Barquette, bette, tartane, mourres de pouar… Certains ont tendance à appeler toutes ces embarcations traditionnelles méditerranéennes des « pointus ». Mais comment les désigne-t-on vraiment à Marseille ?
On les croise dans tous les ports de Marseille et de Provence, avec leur proue et leur poupe symétriquement pointues, leur coque en bois typique, leur capian à l’avant et leurs voiles latines, suspendues par une antenne horizontale. Mais comment doit-on appeler toutes ces embarcations traditionnelles du sud-est de la France ?
« À Marseille, on dit ‘barquette’ », tranche définitivement Éric Benente, spécialiste de la question. Son association Batèu d’eici, à l’Estaque, valorise et sauvegarde ce patrimoine maritime. « On dit barquette dans toutes les Bouches-du-Rhône. C’est à partir du Var qu’ils appellent ces bateaux-là ‘les pointus’ ».
Mais pour le Marseillais, ce terme est « trop générique. C’est comme si on disait : ‘bagnole’. On n’arrive pas à identifier quelle bagnole c’est. Il y a plusieurs types de bateaux. Ils sont tous pointus, mais ils ont leurs différences ».
Barquette, bette, tartanes, mourres de pouar…

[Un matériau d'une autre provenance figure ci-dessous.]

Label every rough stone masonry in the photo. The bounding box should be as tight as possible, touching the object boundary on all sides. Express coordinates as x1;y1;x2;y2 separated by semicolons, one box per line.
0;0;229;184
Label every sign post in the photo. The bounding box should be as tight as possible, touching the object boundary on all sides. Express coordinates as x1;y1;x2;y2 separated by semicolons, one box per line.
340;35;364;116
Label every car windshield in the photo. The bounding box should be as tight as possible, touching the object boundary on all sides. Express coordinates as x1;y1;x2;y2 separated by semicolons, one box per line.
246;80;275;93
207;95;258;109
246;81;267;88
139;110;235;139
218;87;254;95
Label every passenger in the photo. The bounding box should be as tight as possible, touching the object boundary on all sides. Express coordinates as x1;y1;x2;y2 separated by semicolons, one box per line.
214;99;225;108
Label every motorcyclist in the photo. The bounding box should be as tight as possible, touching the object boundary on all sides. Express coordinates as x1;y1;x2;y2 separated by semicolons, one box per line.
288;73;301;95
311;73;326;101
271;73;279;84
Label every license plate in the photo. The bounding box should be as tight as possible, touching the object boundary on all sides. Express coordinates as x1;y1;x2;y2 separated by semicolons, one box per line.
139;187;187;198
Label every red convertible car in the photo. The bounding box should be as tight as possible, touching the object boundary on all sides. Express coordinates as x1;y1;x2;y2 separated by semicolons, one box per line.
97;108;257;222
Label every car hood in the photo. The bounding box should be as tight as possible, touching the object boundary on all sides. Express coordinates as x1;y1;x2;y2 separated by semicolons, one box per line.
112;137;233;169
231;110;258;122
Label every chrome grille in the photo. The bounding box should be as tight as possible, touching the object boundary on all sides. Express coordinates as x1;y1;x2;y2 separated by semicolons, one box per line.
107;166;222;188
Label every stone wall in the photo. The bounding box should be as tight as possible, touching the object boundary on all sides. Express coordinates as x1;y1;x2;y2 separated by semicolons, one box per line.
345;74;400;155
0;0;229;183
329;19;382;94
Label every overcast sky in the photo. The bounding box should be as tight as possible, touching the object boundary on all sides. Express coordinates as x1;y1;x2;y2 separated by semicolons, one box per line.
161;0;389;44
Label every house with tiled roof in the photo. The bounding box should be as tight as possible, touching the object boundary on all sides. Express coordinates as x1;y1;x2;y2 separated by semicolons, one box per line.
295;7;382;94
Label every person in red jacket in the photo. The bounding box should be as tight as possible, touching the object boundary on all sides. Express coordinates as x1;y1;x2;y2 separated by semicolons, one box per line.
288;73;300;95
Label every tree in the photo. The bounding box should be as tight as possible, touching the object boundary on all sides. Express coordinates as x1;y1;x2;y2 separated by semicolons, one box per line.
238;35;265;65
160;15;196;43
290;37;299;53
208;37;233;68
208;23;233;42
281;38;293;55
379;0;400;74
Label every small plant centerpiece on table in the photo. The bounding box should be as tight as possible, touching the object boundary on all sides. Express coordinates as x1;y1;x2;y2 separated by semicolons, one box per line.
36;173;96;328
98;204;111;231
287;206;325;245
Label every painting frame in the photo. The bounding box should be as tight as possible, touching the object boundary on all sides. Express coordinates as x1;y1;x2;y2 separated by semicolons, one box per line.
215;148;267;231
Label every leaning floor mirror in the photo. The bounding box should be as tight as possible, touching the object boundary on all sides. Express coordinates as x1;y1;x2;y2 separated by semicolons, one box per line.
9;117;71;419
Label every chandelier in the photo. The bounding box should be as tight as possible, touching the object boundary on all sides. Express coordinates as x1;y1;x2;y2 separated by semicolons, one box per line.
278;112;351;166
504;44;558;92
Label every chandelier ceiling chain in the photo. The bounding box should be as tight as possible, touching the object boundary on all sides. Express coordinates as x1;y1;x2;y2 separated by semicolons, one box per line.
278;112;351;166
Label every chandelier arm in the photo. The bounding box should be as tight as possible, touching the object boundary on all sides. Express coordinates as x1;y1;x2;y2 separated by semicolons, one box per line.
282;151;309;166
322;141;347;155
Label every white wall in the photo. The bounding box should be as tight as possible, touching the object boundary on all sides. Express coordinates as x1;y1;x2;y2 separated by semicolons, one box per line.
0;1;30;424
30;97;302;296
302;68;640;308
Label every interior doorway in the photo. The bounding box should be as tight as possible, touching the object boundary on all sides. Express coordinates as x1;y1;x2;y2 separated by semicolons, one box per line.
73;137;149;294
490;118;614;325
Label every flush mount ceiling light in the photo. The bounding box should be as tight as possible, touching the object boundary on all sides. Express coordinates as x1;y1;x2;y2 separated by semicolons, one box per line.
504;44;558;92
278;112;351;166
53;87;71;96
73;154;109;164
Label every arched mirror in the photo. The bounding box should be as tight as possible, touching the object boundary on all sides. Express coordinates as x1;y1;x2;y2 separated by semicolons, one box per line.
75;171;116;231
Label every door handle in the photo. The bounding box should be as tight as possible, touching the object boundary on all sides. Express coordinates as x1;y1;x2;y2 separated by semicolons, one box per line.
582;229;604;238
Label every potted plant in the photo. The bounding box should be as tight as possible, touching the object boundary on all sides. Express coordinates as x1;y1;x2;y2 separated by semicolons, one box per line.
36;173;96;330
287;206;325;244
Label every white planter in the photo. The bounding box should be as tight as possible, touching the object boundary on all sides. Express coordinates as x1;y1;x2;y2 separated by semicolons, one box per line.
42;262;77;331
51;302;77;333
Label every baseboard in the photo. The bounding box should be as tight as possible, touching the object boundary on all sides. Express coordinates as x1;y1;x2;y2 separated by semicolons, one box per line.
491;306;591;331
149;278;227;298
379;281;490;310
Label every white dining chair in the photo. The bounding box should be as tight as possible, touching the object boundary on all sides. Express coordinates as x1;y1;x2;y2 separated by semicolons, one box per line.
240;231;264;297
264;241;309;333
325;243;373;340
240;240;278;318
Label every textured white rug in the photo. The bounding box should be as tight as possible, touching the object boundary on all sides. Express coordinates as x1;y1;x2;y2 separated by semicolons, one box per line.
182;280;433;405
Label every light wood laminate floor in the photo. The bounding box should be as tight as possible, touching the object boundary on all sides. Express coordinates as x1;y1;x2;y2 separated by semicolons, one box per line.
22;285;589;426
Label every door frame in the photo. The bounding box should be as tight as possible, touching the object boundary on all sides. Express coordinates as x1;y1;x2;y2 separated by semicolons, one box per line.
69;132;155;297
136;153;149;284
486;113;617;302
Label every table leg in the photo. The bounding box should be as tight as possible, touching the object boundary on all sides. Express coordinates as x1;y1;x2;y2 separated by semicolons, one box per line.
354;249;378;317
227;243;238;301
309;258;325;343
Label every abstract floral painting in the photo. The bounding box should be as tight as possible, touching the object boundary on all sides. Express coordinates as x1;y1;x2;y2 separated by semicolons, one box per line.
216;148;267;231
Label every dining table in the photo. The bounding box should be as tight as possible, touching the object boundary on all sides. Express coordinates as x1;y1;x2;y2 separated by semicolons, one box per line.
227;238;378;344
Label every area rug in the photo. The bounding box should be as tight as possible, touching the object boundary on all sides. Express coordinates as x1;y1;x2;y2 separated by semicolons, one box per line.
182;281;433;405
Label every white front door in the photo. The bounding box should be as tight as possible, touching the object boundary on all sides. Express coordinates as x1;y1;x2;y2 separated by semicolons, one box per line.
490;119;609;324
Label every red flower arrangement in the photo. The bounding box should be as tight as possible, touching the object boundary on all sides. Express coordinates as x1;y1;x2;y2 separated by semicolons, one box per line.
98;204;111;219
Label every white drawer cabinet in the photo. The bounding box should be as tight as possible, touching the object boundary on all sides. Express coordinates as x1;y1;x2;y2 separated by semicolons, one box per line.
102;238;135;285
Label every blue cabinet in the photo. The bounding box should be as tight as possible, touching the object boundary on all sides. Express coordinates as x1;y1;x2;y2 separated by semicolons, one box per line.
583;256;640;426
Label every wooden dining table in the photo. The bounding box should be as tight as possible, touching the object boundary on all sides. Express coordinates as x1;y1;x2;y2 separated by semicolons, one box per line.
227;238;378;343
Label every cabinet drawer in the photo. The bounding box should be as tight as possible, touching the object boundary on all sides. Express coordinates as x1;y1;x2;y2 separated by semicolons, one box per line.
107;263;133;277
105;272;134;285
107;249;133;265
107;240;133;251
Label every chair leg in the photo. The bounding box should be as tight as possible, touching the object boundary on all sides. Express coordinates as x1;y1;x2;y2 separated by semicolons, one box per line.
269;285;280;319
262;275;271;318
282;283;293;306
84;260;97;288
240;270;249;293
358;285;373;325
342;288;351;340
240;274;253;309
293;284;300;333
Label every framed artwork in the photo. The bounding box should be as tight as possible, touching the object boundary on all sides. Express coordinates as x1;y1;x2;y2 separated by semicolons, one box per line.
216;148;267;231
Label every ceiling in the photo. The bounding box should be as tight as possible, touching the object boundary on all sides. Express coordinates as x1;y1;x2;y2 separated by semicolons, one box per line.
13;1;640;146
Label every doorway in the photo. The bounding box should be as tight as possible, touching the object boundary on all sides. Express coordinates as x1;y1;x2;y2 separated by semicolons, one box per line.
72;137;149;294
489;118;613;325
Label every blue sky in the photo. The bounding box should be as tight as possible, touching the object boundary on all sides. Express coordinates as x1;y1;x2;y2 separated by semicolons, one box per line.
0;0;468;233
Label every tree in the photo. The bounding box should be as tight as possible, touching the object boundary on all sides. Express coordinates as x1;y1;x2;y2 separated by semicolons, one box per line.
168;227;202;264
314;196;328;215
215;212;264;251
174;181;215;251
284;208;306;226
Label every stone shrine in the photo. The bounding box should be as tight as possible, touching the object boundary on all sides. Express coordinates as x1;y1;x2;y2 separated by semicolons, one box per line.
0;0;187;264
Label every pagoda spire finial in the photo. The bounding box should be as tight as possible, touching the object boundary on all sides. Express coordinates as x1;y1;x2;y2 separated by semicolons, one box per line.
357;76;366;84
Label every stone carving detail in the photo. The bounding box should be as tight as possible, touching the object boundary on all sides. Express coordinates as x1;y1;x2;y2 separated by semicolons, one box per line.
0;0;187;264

Ainsi, derrière ce que certains appellent « les pointus », on retrouve de nombreuses embarcations traditionnelles méditerranéennes différentes malgré leurs traits similaires. « Il y a les barquettes marseillaises, les bettes marseillaises, les tartanes, les mourres de pouar, les gourses niçoises… », énumère Érice Benente.
La particularité de la barquette ? « C’est un bateau en forme », décrit-il, en référence à la coque qui n’est pas à fond plat. « Généralement, on la reconnaît à l’avant, au capian », ce nez typique. Mais « sa caractéristique c’est aussi la voile latine ». Il s’agit d’un gréement suspendu à « une antenne », longue perche en bois hissée en haut du mât. « C’est important car elle laisse libre le bord, il n’y a pas de baume. Ça permet de travailler sur le bateau », alors que le système de voilure se déporte sur le côté.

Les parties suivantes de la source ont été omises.